Former naval captain Alfredo Astiz, known as the "blond angel of death" for the death squad he ran, was also detained, court officials said. French courts sentenced Astiz in absentia to life imprisonment for the murder of two French nuns.

Courts must still rule on a case-by-case basis whether to extradite officials. Amnesty laws for officials involved in crimes during the dictatorship are in force but lower courts have gradually been striking them down.

The Supreme Court is expected to take up the issue and legal and rights experts say there could be a long road ahead before officials arrive handcuffed at a Spanish airport.

"It's progress on the road to justice, to truth, the end of impunity. But I think there is still a long and winding road ahead in spite of this," said Rosa Roisinblit, a leader of Plaza de Mayo grandmothers, an organization that represents victims families.

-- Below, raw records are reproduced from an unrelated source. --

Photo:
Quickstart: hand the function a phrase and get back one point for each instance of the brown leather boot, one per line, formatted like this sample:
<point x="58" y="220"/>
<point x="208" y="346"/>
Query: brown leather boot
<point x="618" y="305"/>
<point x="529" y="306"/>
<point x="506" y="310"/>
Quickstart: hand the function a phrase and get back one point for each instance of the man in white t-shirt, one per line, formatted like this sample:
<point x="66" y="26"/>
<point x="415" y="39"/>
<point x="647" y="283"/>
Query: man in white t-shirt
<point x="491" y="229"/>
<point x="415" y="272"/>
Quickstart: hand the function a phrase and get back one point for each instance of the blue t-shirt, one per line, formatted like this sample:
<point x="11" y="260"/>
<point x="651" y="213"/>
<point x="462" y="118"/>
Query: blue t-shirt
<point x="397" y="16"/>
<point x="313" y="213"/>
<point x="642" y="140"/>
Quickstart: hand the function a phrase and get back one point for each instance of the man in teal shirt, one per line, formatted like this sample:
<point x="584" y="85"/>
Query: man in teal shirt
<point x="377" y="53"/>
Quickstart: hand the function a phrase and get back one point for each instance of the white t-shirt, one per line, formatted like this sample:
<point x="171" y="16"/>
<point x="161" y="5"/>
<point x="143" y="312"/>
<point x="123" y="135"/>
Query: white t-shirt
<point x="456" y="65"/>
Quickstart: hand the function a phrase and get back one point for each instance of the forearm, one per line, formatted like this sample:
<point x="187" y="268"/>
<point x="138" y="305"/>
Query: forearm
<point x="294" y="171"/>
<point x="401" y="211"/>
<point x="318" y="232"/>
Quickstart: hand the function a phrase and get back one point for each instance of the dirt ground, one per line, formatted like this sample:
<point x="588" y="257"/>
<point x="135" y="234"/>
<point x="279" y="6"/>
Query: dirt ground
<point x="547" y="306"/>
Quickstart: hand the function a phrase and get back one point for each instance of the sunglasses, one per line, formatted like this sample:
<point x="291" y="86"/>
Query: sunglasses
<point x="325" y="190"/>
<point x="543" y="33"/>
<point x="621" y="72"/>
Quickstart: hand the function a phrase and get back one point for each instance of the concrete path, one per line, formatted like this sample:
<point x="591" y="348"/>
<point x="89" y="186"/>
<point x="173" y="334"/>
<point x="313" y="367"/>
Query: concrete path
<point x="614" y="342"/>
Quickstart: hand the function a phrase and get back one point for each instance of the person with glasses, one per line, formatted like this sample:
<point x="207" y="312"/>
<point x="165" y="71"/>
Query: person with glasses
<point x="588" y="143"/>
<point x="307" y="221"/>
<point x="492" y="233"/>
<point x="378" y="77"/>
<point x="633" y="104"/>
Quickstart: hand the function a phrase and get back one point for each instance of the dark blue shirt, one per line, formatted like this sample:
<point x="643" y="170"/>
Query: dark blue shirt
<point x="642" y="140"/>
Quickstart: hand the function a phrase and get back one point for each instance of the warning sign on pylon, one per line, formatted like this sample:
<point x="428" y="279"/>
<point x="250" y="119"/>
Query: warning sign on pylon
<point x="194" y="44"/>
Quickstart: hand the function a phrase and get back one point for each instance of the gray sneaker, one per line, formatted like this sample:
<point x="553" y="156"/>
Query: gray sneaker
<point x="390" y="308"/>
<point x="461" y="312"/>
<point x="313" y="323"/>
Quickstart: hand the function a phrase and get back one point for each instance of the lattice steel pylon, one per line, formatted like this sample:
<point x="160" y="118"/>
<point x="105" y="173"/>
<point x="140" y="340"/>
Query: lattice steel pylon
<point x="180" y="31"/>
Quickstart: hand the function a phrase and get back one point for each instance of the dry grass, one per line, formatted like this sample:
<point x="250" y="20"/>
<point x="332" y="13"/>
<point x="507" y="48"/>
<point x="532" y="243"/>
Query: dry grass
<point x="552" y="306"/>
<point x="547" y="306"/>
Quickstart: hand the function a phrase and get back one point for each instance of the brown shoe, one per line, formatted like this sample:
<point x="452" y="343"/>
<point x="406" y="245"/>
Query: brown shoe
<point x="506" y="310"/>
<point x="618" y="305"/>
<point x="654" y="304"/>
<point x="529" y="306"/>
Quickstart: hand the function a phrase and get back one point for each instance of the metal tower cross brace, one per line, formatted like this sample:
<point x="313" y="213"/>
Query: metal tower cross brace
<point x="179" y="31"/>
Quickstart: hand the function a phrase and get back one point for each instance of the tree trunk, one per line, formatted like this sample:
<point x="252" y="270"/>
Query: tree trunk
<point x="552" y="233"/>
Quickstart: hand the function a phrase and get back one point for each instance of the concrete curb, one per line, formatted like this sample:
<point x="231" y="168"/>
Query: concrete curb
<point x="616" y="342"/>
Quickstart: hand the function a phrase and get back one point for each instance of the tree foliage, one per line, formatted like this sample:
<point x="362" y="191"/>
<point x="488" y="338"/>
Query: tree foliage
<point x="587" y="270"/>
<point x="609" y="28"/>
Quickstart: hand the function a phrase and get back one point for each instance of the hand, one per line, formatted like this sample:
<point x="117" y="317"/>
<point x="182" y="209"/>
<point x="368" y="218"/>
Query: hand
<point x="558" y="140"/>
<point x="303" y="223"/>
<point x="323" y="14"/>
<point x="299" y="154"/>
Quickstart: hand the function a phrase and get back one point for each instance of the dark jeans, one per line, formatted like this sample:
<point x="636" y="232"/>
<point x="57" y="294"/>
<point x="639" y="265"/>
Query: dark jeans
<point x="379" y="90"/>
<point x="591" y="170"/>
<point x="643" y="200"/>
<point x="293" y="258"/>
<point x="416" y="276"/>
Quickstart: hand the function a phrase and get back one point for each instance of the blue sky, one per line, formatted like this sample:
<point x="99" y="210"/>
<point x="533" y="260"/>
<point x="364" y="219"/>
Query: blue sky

A military official shot himself in the mouth in a suicide attempt after learning he was among the suspects ordered to be arrested by judge Rodolfo Canicoba Corral. Naval officer Juan Antonio Azic is in critical condition.

At least 40 other officers, including an elected mayor, were detained by authorities on Friday. One civilian was also detained.

The armed forces, reorganized by Kirchner just after he came to power, have ordered officials to obey the courts.

Garzon's probe stemmed from the deaths or disappearances of several hundred Spaniards during military rule in Argentina. Garzon is famous for his ultimately unsuccessful legal crusade against former Chilean dictator Augusto Pinochet.

A former Argentine naval officer was extradited from Mexico last month to be charged in a Spanish court with acts of terrorism and genocide during the military government.

Kirchner's decision will fortify the image a new president increasingly popular at home for shaking up the military top brass and crusading against judges he accused of corruption.